Работа изо дня в день, работа все семь дней недели, лишь в воскресенье немного сокращенная, да неизбежные заботы о хлебе насущном – это поглощает все мысли, все время.

Кто пережил эпидемии, тот, подобно переболевшему растению, начинает приспосабливаться к неблагоприятному климату и почве.

Мало-помалу пробуждаются потребности.

Когда уже можно хоть изредка помыться, когда в одеялах нет вшей, а голод, благодаря посылкам, уже не так донимает, начинаешь искать радость вокруг себя.

Радость – это витамин, необходимый человеческому организму, как солнце и воздух, возможно, даже больше, чем сахар и жиры. Особенно организму, который с трудом возвращается к жизни.

Этот витамин не присылают в посылках. Иногда он содержится в письмах, но далеко не во всех.

Напрасно искать радости в сомнительных политических сообщениях, они оставляют лишь горький осадок в душе.

По воскресеньям, пополудни, в дезинфекционном бараке лагеря «б» играет женский оркестр – играет превосходно, постепенно совершенствуя свое мастерство под руководством замечательного дирижера. Узницы охотно приходят на эти концерты. Барак всегда переполнен, за окнами толпится народ. Посередине зала Альма Розе играет на скрипке в сопровождении оркестра.

Кому посвящает она свою музыкальную легенду? Голодной толпе? Себе самой, забыв, где она? Дыму над крематориями или последним дням своей жизни? Неизвестно. Воображение уводит тебя за проволоку, в прошлое или будущее. Мешает надпись на покрытой известкой стене: «Im Block Mützen ab!» Лучше закрыть глаза. Лагерь исчез.

Не знаю, радость это или только забытье. Когда мелодия стихает, еще тоскливее возвращаться в свой барак.

Бездействие, такое недолгое в этот воскресный день, наводит на мысли, которые отнимают силы и лишают веры в смысл каких бы то ни было усилий.

Мысленно вызываешь в памяти облик ушедших, настойчиво ища объяснения, почему у них не хватило воли к жизни, что сломило ее. Фрагменты их биографий здесь, в лагере, предстают перед глазами, будто фрагменты поэм.

Напряженный ритм каких-то спешных работ, цель которых пока что еще неясна, нарушает тишину в начале года.

Женщины, работающие на пустом участке «в», который лишь дорогой отделен от мужского лагеря, с изумлением видят, как идут от Освенцима бесчисленные колонны мужчин, неся взятые со складов трехъярусные нары. Этот движущийся лес нар, которому нет конца, вызывает тревогу.

Это уже не такая работа, как бессмысленное перетаскивание кучи песка с места на место, единственная цель которой – заставить заключенного весь день трудиться в поте лица.
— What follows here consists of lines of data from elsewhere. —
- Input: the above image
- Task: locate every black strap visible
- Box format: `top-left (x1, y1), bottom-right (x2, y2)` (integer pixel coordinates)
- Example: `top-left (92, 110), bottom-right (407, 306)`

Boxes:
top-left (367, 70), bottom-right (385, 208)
Это, несомненно, какие-то приготовления.

Для кого они? Где те люди, что будут здесь спать? Они еще разгуливают по каким-то улицам, сидят дома или едут в поезде, не предполагая, что будущий их брат «мусульманин», загнанный хуже скотины, уже готовит им место в концентрационном лагере. К северу от участка «в» виден обширный пустырь. На нем мужчины начинают собирать деревянные части, и через несколько дней там уже стоит готовый лагерь. Бараки просторные, как в женском карантине, в стенах окна, еще не застекленные. Даже издали не видно клочка свободной земли. Разрастающийся город заключенных, пока еще пустующий, заслонил все.

Открытая в Биркенау строительная контора (до сих пор такая была только в Освенциме) ведает множеством всяких работ. В обоих женских лагерях прокладывают дороги, мостят территорию вокруг больничных бараков, посыпают гравием площадки для оркестра возле ворот. Заключенные охотно выполняют эти работы, усматривая в них пользу для себя. День ото дня улучшаются санитарные условия, редко дымят трубы крематориев, не работают газовые камеры – все это снова вселяет бодрость и придает силы для работы, о назначении которой заключенный привык не размышлять.

Никто не задумывается над тем, для чего железнодорожный путь из Освенцима подводят к самому Биркенау. В марте он подступил к воротам караульной, в апреле продвинулся еще дальше, отделяя два женских лагеря от узкого ряда бараков на другом строительном участке, потом пролег между ними и достиг Бжезинки.

Вокруг крематориев, у редколесья, работает множество людей. Они строят бараки и роют глубокие рвы. Возникает новый лагерь «Бжезинка».

К концу апреля все пространство вокруг крематориев густо обсажено деревцами и кустами. Вырастает плотная зеленая стена, за которой не видно людей, и над ней высится громадная крыша с трубой.